On confond souvent universalité avec mondialisation (ou universalisation). Le fait que les voitures fonctionnent de la même manière sous toutes les latitudes, n'a rien à voir avec le fait qu'on en fasse réellement rouler partout.

L'universalité, c'est le fait que nous soyons tous mortels, que nous soyons tous un autre pour l'autre et que nous nous donnons comme principe de prendre soin les uns des autres. Nous ne devrions pas nous infliger la mort. Nous ne devrions pas faire aux autres ce que nous ne voulons pas recevoir des autres.

Des siècles d'Histoire ont amené à un vaste groupe d'humains, qu'on peut appeler approximativement l'Occident, à l'écriture d'une sorte de définition de l'Homme, les droits de l'Homme, dont le premier article stipule l'égalité en droit de tous les Humains. L'égalité en faits est d'une difficulté extrême. C'est un idéal. C'est un effort. Dans ce chemin prescrit par les Droits de l'Homme, il y a toute sorte de moments : des moments de progrès, des moments d'oublis, des moments de régression, des inattentions cruelles et parfois durables à des inégalités vibrantes comme comme tournesols... des moments d'agressions effrayantes. Bref, c'est pas de la tarte, mais notre société est faite de ce mouvement tendu par l'égalité en droits de tous les Humains.

Comme Rosanvallon, je vois ou je crois voir un autre universel, inattendu, incroyable, apparu récemment dans la société française et dans le monde. Certains de ceux qui le portent on fait profession de gagner la Terre entière à cet universalité. Par les armes. Il est impossible qu'un groupe humain conquiert la Terre, les autres ne vont pas se laisser faire ! Le comprendre est d'une simplicité de bébé. Mais, avant leur défaite, ils pourront faire beaucoup de mal. Cet universalisme là a de toutes autres bases que le premier. Il part de Dieu, et de la parole de Dieu transmise aux Humains par un prophète unique. Beaucoup de commandements. Beaucoup de conduites imposées. Comme c'est « Allah » (Dieu) qui commande, on n'a rien à discuter.

Pendant longtemps, cette religion était autour de moi et je ne la voyais pas. J'avais des amis musulmans et je ne savais pas qu'ils étaient musulmans. Le principe d'égalité de l'universalité, non seulement était le seul, mais portait en lui le fait qu'il soit impossible qu'il y en eut un autre.

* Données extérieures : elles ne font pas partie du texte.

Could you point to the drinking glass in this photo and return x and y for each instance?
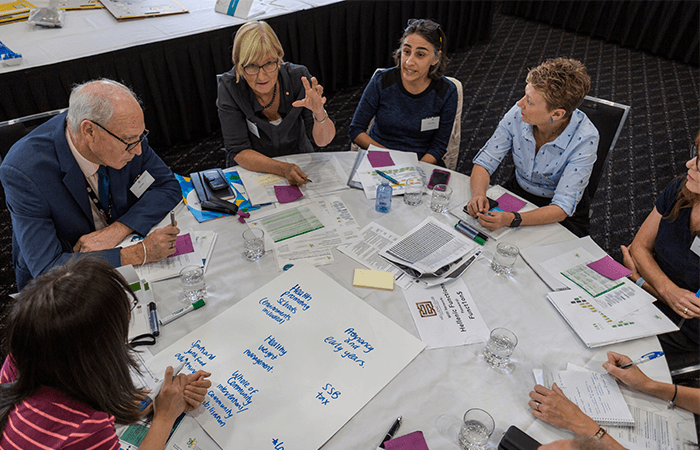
(504, 259)
(477, 427)
(499, 347)
(193, 285)
(440, 198)
(254, 245)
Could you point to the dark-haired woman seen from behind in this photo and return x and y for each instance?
(413, 104)
(664, 260)
(66, 379)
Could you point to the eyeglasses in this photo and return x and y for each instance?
(254, 69)
(129, 145)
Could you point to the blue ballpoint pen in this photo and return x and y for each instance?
(645, 358)
(382, 174)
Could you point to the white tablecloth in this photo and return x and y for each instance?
(92, 32)
(435, 390)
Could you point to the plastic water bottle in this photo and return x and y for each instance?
(383, 202)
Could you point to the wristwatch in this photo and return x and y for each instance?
(516, 221)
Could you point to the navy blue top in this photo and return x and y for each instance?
(398, 114)
(672, 252)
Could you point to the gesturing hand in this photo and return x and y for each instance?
(314, 99)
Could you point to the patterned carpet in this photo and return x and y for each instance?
(652, 149)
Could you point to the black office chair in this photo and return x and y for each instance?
(609, 118)
(13, 130)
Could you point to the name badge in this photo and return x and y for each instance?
(695, 247)
(143, 182)
(430, 123)
(253, 128)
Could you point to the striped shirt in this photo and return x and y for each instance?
(52, 420)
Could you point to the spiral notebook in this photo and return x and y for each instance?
(597, 394)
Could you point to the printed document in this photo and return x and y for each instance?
(366, 251)
(430, 248)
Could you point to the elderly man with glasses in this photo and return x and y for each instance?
(83, 181)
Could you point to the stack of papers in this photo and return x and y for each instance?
(601, 310)
(430, 252)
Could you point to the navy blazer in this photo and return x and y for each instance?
(47, 197)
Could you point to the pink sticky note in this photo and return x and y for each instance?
(510, 203)
(379, 159)
(411, 441)
(287, 194)
(183, 245)
(610, 268)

Une écriture possible de l'universalisme musulman se trouve dans les droits de l'Homme et de l'Islam, qui sont présentés comme une adaptation des droits de l'Homme à la religion musulmane, assujettissant les Droits de l'Homme antérieurs, (non-musulmans et qui n'avaient jamais pensé être non-musulmans). Ce n'est une adaptation, ce n'est pas l'inscription d'une particularité de la religion musulmane à des droits universaux de l'Homme. C'est tout autre chose et la remarque de Rosanvallon décrit ce qui se passe : http://www.euboco.eu/fr/page3/droits_universel.php

Art 1 : « Tous les être humains constituent une même famille dont les membres sont unis par leur soumission à Dieu... » La femme est l'objet d'articles spécifiques : Art 6 : « La charge d'entretenir la famille et la responsabilité de veiller sur la femme incombent au mari. »

De multiples revendications de séparation des sexes sont apparues dans la société française (hôpital, piscine...), qui n'ont pas d'antécédents pour guider des réponses démocratiques et républicaines. Un choix politique et sociétal a été fait de la répression de certains de ces comportements. Ce choix est admis et très généralement porté par nombre de mes concitoyens. Au niveau global, ce choix comporte la négation de l'incompatibilité entre deux universels : la question de l'augmentation de cette répression se pose sans cesse, (faut-il interdire le voile à l'université ?)...

Beaucoup d'hommes politiques investissent les tueries récentes des djihadistes dans les catégories issues du premier universalisme : la cause serait les inégalités (sociales). Or, il y a toujours eu des inégalités de revenus, de logements, de considération... et ce djihad est bien nouveau. S'il a une racine dans les difficultés sociales et politiques d'un groupe (égalité de tous en droit), il doit bien avoir au moins une racine ailleurs, dans ce deuxième universel de la soumission à Dieu.